Stefan Richter wrote:
Pete Zaitcev wrote:
On Thu, 25 Jan 2007 16:18:35 -0500, Kristian Høgsberg <[email protected]> wrote:
...
will do a status write to the status address specified in the ORB, at which
point the SBP-2 transaction is complete.
You know, I wanted to use this picture for a long time:
http://www.flickr.com/photos/zaitcev/369269557/
Haha, sure :)
The fundamental thing about SBP-2 is that ORBs ( = SCSI command blocks
plus SBP-2 header) and data buffers all reside in the memory of the
initiator (or of a 3rd party on the FireWire bus). The target peeks and
pokes them when and how it sees fit. The initiator pushes only tiny
notifications about availability of new ORBs to the target. The target
eventually completes SCSI commands in-order or out-of-order and signals
so by pushing a status block per one or more completed commands.
(Juju's fw-sbp2 gives only one command at a time to the target.
Mainline's sbp2 can optionally give more commands in a row, but the
implementation is subtly broken in several ways and therefore disabled
by default until I fix it right after hell froze over.)
Another important thing to know in order to understand fw-sbp2 and sbp2
is that they currently rely on OHCI-1394's physical DMA feature, which
I'll not explain here. It means two things: 1. FireWire bus addresses of
ORBs and buffers are directly derived from the DMA mapped address.
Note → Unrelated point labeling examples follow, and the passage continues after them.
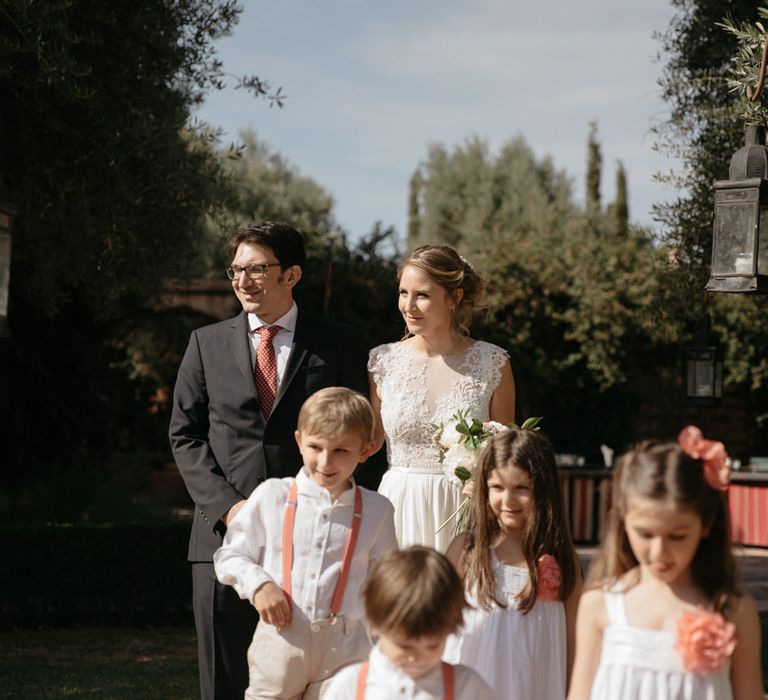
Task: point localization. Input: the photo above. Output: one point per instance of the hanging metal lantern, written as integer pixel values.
(740, 236)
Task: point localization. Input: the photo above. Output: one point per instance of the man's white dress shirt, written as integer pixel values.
(251, 554)
(387, 682)
(282, 342)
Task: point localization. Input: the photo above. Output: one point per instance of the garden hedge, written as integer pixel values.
(124, 575)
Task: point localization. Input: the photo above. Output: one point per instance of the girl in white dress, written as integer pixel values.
(423, 380)
(520, 571)
(664, 619)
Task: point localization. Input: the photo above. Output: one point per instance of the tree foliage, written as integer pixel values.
(111, 183)
(704, 129)
(575, 298)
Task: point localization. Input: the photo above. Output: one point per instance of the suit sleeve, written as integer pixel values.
(204, 479)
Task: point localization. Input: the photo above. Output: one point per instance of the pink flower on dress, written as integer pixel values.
(548, 571)
(705, 641)
(711, 453)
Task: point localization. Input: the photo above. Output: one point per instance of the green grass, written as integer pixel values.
(764, 647)
(120, 664)
(140, 664)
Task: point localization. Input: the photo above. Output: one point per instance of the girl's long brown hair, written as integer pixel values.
(663, 471)
(546, 531)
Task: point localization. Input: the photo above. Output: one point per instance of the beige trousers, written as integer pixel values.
(295, 662)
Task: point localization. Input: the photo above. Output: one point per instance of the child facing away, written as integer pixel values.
(414, 600)
(520, 571)
(300, 550)
(663, 618)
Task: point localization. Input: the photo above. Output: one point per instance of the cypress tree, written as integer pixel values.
(594, 168)
(414, 192)
(621, 205)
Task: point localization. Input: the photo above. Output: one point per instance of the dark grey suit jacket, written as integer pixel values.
(222, 445)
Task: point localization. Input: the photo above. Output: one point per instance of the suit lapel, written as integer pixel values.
(241, 348)
(299, 350)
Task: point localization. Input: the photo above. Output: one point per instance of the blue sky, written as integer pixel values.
(371, 84)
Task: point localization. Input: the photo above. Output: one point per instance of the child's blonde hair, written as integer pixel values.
(663, 471)
(335, 410)
(546, 530)
(415, 591)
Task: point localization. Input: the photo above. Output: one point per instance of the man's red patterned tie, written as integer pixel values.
(265, 371)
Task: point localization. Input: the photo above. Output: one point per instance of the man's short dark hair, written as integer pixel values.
(283, 240)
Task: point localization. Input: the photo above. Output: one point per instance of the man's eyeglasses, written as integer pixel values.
(253, 272)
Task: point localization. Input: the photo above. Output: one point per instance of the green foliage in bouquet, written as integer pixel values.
(470, 434)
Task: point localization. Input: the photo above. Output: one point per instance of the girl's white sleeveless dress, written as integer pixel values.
(416, 393)
(521, 657)
(642, 664)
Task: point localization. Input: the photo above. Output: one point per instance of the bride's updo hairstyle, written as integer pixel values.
(444, 266)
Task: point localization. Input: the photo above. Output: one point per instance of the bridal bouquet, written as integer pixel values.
(456, 444)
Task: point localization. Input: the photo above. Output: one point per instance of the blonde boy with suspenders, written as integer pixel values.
(413, 599)
(301, 549)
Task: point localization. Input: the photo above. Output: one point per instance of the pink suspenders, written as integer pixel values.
(289, 519)
(448, 681)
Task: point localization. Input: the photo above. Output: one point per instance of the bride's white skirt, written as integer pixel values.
(423, 502)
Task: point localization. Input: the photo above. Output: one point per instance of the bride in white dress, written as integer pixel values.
(423, 380)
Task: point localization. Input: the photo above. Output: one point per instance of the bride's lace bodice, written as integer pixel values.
(418, 392)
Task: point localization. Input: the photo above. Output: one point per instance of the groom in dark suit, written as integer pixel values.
(238, 393)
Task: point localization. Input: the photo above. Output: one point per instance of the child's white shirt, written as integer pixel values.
(251, 553)
(386, 681)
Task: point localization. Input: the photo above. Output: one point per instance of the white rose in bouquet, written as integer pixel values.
(456, 456)
(449, 436)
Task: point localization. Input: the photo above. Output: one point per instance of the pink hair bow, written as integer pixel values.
(711, 453)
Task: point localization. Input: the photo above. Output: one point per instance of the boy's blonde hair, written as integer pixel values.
(335, 410)
(414, 591)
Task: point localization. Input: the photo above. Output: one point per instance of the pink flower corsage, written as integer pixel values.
(548, 571)
(711, 453)
(705, 641)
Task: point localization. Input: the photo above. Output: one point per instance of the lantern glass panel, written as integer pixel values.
(734, 239)
(762, 242)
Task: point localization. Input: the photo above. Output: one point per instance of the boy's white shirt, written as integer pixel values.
(251, 553)
(386, 681)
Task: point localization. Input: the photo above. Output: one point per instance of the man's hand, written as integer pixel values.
(272, 605)
(232, 512)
(FireWire bus addresses are the addresses used in communication between
SBP-2 initiator and target.) 2. Almost all of the transfers done by the
target do not generate interrupts. (Just the status write generates an
interrupt.)
Another thing that probably makes my explanation a little confusing is that
there are two types of transactions: FireWire transactions which consists of a
request followed by a response and are pretty much the smallest interaction
you can have with a remote device. Then there are SBP-2 transactions, which
are a higer level sequence layered on top of FireWire transactions. An SBP-2
transaction consists of a sequence of FireWire transactions, the first of
which is initiated by the initiator. This is the FireWire transaction that
complete_transaction handles. When this first FireWire transaction finishes
succesfully, we know that the SBP-2 transaction has been started and we sit
back and wait for the target to do it's part. If that initial FireWire
transaction fails, we need to fail the SBP-2 transaction we we're trying to start.
...
Now that you drew my attention to sbp2_status_write(), this looks wrong:
/* Lookup the orb corresponding to this status write. */
spin_lock_irqsave(&card->lock, flags);
list_for_each_entry(orb, &sd->orb_list, link) {
if (status_get_orb_high(status) == 0 &&
status_get_orb_low(status) == orb->request_bus) {
list_del(&orb->link);
break;
}
}
spin_unlock_irqrestore(&card->lock, flags);
Why is it that fw_request can't carry a pointer?
The target wrote an SBP-2 status block into our memory. The status block
contains the FireWire bus address of the ORB to which it belongs. Juju's
fw-sbp2 does the same as mainline's sbp2: Looking through the pile of
unfinished ORBs for one with the same FireWire bus address, which was
previously derived from the DMA mapped address.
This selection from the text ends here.